From: Greg Kroah-Hartman <gregkh@linuxfoundation.org>
To: stable@vger.kernel.org
Cc: Greg Kroah-Hartman <gregkh@linuxfoundation.org>,
patches@lists.linux.dev, Robert Morris <rtm@csail.mit.edu>,
"Paulo Alcantara (SUSE)" <pc@manguebit.com>,
Steve French <stfrench@microsoft.com>,
Sasha Levin <sashal@kernel.org>
Subject: [PATCH 5.4 24/47] smb: client: fix NULL deref in asn1_ber_decoder()
Date: Fri, 5 Jan 2024 15:39:11 +0100 [thread overview]
Message-ID: <20240105143816.460905982@linuxfoundation.org> (raw)
In-Reply-To: <20240105143815.541462991@linuxfoundation.org>
5.4-stable review patch. If anyone has any objections, please let me know.
------------------
From: Paulo Alcantara <pc@manguebit.com>
[ Upstream commit 90d025c2e953c11974e76637977c473200593a46 ]

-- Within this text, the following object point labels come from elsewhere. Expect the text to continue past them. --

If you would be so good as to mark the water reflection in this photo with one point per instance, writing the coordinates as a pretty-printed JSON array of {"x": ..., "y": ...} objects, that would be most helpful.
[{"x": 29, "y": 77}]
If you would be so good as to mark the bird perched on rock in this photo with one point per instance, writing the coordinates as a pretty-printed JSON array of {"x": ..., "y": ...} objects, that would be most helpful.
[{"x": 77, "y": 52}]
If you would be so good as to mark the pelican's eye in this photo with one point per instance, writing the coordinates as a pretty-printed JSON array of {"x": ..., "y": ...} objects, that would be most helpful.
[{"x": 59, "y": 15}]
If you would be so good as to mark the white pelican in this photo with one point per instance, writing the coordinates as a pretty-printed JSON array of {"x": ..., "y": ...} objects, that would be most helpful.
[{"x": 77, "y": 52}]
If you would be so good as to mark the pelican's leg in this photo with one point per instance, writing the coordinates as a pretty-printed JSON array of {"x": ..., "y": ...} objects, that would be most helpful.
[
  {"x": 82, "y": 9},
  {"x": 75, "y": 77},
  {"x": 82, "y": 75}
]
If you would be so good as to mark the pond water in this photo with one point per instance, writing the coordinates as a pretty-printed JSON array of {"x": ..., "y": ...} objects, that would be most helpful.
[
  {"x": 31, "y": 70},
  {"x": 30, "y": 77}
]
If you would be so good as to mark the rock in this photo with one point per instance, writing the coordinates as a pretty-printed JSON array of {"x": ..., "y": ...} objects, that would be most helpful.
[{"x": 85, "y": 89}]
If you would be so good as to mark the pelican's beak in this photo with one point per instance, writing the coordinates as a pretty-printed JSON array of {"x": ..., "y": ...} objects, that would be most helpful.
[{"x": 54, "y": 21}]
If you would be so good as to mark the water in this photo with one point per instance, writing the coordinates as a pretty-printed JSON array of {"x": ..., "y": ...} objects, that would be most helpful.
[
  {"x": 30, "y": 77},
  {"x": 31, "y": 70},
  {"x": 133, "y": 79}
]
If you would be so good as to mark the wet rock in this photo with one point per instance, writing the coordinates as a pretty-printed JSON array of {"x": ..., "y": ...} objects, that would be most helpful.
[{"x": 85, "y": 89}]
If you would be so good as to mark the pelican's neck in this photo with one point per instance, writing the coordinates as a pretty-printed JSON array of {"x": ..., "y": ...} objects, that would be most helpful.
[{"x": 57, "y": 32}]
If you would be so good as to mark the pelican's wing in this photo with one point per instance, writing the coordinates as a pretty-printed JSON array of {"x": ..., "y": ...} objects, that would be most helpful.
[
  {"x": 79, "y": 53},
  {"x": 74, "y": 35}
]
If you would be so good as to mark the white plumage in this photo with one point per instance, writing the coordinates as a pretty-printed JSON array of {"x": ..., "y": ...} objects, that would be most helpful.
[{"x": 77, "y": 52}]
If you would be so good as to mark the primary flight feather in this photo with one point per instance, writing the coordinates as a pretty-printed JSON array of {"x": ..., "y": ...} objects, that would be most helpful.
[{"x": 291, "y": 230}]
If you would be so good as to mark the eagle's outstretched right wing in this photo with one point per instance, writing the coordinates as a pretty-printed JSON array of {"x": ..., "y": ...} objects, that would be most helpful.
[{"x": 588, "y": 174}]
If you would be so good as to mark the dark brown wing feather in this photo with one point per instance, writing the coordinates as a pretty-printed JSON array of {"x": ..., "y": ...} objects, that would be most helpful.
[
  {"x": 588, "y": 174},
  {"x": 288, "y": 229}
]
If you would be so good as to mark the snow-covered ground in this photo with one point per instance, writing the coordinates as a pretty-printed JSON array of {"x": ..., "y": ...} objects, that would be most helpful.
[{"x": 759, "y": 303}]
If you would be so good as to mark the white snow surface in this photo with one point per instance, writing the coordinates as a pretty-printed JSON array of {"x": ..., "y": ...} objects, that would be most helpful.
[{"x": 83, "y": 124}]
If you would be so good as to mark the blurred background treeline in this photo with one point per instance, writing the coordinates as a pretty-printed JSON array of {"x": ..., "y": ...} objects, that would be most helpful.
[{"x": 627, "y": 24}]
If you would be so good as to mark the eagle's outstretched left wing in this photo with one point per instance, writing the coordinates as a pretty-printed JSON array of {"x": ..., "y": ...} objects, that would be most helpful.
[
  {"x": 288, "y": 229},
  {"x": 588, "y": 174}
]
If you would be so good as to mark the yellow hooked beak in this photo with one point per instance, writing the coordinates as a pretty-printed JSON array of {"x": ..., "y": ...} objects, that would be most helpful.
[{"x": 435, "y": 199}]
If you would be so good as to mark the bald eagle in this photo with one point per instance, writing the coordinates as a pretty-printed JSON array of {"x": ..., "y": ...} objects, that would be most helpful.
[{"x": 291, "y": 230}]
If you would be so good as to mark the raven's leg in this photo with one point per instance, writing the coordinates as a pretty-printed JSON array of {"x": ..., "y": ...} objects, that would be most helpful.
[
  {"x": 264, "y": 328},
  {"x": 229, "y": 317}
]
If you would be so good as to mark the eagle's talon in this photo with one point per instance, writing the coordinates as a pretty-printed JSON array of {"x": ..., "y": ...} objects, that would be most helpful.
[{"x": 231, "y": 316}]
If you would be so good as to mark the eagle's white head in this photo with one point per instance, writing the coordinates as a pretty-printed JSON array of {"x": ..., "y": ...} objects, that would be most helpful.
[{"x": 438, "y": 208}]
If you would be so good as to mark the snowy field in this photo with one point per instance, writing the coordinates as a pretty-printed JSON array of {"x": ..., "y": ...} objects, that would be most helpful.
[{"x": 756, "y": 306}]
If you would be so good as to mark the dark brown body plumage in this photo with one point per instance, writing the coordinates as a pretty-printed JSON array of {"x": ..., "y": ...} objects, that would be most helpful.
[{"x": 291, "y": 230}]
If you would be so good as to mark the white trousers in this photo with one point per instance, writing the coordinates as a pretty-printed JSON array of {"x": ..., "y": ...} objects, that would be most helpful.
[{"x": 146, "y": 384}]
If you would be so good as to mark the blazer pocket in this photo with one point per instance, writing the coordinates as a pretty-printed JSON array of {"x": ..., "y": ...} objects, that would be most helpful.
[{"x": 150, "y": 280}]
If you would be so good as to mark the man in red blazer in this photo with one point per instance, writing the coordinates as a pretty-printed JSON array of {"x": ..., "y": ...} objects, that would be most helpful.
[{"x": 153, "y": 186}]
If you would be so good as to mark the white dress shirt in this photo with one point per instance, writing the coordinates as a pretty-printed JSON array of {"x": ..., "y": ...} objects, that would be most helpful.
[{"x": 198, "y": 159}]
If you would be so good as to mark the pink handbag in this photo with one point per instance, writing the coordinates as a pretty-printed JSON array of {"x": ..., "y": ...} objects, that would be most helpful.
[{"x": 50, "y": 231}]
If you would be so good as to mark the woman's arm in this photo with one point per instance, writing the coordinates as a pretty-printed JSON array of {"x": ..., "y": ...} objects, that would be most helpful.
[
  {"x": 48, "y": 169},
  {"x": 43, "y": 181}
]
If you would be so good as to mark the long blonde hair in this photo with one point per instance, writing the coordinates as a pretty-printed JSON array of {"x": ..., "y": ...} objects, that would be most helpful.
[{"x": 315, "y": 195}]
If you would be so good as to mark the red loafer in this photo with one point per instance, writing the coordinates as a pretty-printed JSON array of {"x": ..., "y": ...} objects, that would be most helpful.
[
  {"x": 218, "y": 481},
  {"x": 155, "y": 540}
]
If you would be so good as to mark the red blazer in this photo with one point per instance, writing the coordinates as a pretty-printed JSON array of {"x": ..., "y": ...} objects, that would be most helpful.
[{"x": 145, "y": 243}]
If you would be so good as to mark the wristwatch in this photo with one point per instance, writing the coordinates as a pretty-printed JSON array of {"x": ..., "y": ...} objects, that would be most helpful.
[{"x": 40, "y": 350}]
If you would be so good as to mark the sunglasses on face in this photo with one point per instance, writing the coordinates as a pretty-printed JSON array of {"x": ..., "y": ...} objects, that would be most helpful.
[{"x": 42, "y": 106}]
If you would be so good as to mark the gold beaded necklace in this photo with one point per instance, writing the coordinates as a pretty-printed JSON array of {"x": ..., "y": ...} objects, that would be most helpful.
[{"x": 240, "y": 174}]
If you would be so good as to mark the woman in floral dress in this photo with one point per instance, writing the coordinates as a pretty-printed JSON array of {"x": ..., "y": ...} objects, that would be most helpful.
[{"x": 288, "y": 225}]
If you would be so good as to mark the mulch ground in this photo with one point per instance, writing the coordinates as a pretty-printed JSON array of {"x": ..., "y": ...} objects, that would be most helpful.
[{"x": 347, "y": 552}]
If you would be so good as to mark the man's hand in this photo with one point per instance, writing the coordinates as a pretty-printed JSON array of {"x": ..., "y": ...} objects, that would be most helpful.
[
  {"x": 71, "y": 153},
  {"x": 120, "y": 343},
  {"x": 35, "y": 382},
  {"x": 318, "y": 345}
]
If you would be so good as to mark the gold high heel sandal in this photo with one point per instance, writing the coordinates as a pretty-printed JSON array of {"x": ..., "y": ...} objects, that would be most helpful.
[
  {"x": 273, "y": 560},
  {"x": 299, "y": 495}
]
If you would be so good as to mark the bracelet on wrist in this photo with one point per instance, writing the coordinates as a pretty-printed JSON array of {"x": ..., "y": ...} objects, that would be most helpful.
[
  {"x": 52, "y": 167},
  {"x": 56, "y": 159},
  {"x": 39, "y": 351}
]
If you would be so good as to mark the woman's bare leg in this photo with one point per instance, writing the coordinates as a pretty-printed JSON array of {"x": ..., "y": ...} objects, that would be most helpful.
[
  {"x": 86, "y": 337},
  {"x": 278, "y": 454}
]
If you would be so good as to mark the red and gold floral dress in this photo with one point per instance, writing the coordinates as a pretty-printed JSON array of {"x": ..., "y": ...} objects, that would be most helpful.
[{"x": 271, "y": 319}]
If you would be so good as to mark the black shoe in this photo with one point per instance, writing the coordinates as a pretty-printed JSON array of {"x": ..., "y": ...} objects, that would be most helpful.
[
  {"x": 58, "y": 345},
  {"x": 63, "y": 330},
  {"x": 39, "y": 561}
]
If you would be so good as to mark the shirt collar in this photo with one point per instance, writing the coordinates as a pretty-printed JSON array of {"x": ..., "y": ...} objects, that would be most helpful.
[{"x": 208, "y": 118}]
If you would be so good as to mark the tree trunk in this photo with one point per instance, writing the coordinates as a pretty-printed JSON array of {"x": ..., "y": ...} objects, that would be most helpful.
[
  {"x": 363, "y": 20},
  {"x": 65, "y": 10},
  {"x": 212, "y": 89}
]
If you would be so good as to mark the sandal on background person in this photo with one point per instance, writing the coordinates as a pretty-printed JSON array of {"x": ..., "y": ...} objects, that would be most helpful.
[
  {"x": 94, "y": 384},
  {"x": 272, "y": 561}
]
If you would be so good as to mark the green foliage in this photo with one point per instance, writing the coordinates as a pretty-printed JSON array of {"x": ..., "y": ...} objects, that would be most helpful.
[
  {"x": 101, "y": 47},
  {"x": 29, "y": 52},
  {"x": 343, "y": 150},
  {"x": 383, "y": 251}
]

If server replied SMB2_NEGOTIATE with a zero SecurityBufferOffset,
smb2_get_data_area() sets @len to non-zero but return NULL, so
decode_negTokeninit() ends up being called with a NULL @security_blob:
BUG: kernel NULL pointer dereference, address: 0000000000000000
#PF: supervisor read access in kernel mode
#PF: error_code(0x0000) - not-present page
PGD 0 P4D 0
Oops: 0000 [#1] PREEMPT SMP NOPTI
CPU: 2 PID: 871 Comm: mount.cifs Not tainted 6.7.0-rc4 #2
Hardware name: QEMU Standard PC (Q35 + ICH9, 2009), BIOS rel-1.16.2-3-gd478f380-rebuilt.opensuse.org 04/01/2014
RIP: 0010:asn1_ber_decoder+0x173/0xc80
Code: 01 4c 39 2c 24 75 09 45 84 c9 0f 85 2f 03 00 00 48 8b 14 24 4c 29 ea 48 83 fa 01 0f 86 1e 07 00 00 48 8b 74 24 28 4d 8d 5d 01 <42> 0f b6 3c 2e 89 fa 40 88 7c 24 5c f7 d2 83 e2 1f 0f 84 3d 07 00
RSP: 0018:ffffc9000063f950 EFLAGS: 00010202
RAX: 0000000000000002 RBX: 0000000000000000 RCX: 000000000000004a
RDX: 000000000000004a RSI: 0000000000000000 RDI: 0000000000000000
RBP: 0000000000000000 R08: 0000000000000000 R09: 0000000000000000
R10: 0000000000000002 R11: 0000000000000001 R12: 0000000000000000
R13: 0000000000000000 R14: 000000000000004d R15: 0000000000000000
FS: 00007fce52b0fbc0(0000) GS:ffff88806ba00000(0000) knlGS:0000000000000000
CS: 0010 DS: 0000 ES: 0000 CR0: 0000000080050033
CR2: 0000000000000000 CR3: 000000001ae64000 CR4: 0000000000750ef0
PKRU: 55555554
Call Trace:
<TASK>
? __die+0x23/0x70
? page_fault_oops+0x181/0x480
? __stack_depot_save+0x1e6/0x480
? exc_page_fault+0x6f/0x1c0
? asm_exc_page_fault+0x26/0x30
? asn1_ber_decoder+0x173/0xc80
? check_object+0x40/0x340
decode_negTokenInit+0x1e/0x30 [cifs]
SMB2_negotiate+0xc99/0x17c0 [cifs]
? smb2_negotiate+0x46/0x60 [cifs]
? srso_alias_return_thunk+0x5/0xfbef5
smb2_negotiate+0x46/0x60 [cifs]
cifs_negotiate_protocol+0xae/0x130 [cifs]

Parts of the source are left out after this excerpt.